Soyfoods protective against gout
Gout is estimated to affect about 5% of the middle-aged and elderly population worldwide. In the United States, the “disease of kings” as it is called affects about eight million American adults. Gout is a type of inflammatory arthritis which leads to substantial morbidity by causing severe pain in the joints. New research from Singapore involving over 50,000 study participants found that higher protein intake increased risk by more than 25%. However, eating legumes in general and soyfoods in particular lowered risk by nearly 20%.

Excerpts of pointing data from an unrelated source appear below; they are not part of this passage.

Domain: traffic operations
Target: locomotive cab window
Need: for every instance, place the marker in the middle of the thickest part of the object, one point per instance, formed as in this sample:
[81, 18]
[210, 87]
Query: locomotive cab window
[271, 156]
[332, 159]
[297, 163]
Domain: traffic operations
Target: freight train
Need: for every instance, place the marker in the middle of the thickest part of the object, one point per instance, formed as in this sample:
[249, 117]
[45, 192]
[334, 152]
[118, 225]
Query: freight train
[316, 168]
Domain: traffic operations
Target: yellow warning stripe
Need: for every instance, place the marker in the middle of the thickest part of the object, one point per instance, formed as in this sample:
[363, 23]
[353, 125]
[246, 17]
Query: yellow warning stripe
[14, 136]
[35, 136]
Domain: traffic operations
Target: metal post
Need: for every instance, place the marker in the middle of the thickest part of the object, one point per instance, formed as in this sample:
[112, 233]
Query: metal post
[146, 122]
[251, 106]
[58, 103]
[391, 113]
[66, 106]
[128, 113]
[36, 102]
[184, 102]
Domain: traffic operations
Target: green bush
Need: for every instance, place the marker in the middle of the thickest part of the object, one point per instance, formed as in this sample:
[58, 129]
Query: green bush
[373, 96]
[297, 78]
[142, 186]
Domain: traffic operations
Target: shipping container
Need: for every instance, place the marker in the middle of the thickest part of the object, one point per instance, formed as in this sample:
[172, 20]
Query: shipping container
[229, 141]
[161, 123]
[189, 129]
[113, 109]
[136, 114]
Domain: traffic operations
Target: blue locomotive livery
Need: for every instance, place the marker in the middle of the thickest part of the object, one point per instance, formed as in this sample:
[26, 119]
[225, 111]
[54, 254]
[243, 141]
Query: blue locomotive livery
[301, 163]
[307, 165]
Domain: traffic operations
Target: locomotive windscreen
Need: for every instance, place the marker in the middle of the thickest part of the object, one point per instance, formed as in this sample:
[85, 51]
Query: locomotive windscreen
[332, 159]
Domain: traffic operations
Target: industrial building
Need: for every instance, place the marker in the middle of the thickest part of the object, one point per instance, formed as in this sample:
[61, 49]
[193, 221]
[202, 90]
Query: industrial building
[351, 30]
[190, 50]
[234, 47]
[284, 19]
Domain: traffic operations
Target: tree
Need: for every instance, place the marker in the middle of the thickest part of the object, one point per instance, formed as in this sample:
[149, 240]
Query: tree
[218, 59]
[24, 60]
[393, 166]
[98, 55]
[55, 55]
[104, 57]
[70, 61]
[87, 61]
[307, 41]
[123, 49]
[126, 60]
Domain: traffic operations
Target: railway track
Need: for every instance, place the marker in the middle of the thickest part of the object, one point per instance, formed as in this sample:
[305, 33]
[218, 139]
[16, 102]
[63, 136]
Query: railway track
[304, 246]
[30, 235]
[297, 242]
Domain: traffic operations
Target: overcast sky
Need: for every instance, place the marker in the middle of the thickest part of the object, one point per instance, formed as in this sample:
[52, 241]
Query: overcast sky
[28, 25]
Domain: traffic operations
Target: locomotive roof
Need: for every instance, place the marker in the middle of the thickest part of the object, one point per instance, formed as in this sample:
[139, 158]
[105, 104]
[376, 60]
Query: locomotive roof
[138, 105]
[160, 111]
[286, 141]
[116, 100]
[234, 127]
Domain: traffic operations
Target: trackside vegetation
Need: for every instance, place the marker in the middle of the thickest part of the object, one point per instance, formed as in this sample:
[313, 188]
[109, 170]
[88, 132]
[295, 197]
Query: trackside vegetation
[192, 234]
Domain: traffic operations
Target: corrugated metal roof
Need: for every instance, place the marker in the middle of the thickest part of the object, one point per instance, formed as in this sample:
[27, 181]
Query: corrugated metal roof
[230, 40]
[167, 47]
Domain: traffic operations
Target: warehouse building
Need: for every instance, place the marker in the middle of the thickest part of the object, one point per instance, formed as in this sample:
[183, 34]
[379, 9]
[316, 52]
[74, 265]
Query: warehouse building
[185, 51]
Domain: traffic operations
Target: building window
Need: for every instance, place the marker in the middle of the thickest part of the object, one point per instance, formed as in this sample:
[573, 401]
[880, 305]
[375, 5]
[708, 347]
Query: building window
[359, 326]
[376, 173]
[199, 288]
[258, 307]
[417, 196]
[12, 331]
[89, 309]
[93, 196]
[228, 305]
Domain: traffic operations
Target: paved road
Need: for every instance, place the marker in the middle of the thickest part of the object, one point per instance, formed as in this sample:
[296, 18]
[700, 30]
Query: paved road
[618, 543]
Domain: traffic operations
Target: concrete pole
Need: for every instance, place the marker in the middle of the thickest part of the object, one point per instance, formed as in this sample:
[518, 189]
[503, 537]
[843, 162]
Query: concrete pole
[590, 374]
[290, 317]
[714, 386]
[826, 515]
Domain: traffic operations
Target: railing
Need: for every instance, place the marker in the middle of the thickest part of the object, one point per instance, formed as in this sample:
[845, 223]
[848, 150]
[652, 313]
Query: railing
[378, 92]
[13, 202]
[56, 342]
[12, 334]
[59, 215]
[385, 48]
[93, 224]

Soy protein helpful to those with Crohn’s disease
Crohn’s disease (CD) is an inflammatory condition of the gastrointestinal tract of unknown cause. CD most commonly affects the end of the small bowel (the ileum) and the beginning of the colon, but it may affect any part of the gastrointestinal tract, from the mouth to the anus. This disease affects an estimated 700,000 Americans. In recent years, malnutrition associated with active CD has been reduced although obesity has increased. Brazilian researchers have found that adding 22 grams of soy protein to daily diets decreased body fat and increased muscle in people with CD. These beneficial changes in body composition can greatly help those suffering from this disease.
Soy protective against breast cancer
About 1 in 8 U.S. women will develop invasive breast cancer over the course of her lifetime and in 2014, an estimated 232,670 new cases of invasive breast cancer were expected to have been diagnosed in American women. A recent statistical analysis of population studies which included over 20,000 women found that diet greatly impacts risk of getting breast cancer. Most importantly, eating higher amounts of soyfoods – about two servings per day – was associated with a one-third lower risk of developing breast cancer. Eating vegetables was also protective but less so than for soy. Conversely, higher-fat diets increased risk about 15%.
Soy formula use leads to normal growth and development
Soy infant formula has been widely used for more than 5 decades. However, in recent years soy formula has become somewhat controversial because it is contains naturally-occurring chemicals called isoflavones. New data from the Arkansas Children’s Nutrition Center is reassuring. When comparing children at age 5 who were breast-fed or fed milk-based or soy-based formula during infancy, they found the size and structural characteristics of hormonally-sensitive reproductive organs did not differ. The uterus and ovaries were assessed in girls and the prostate and testes in boys.
Clues to the mechanism by which soy protein lowers cholesterol
The US FDA formally recognized the cholesterol-lowering effects of soy protein in 1999 and just this year, Health Canada did likewise. And yet, no mechanism by which soy protein lowers blood cholesterol has been definitively identified. New research from Italy does offer a possible explanation, however. Italian investigators found that small chains of amino acids (building blocks of protein) resulting from the digestion of soy protein inhibit in liver cells the enzyme primarily responsible for synthesizing cholesterol.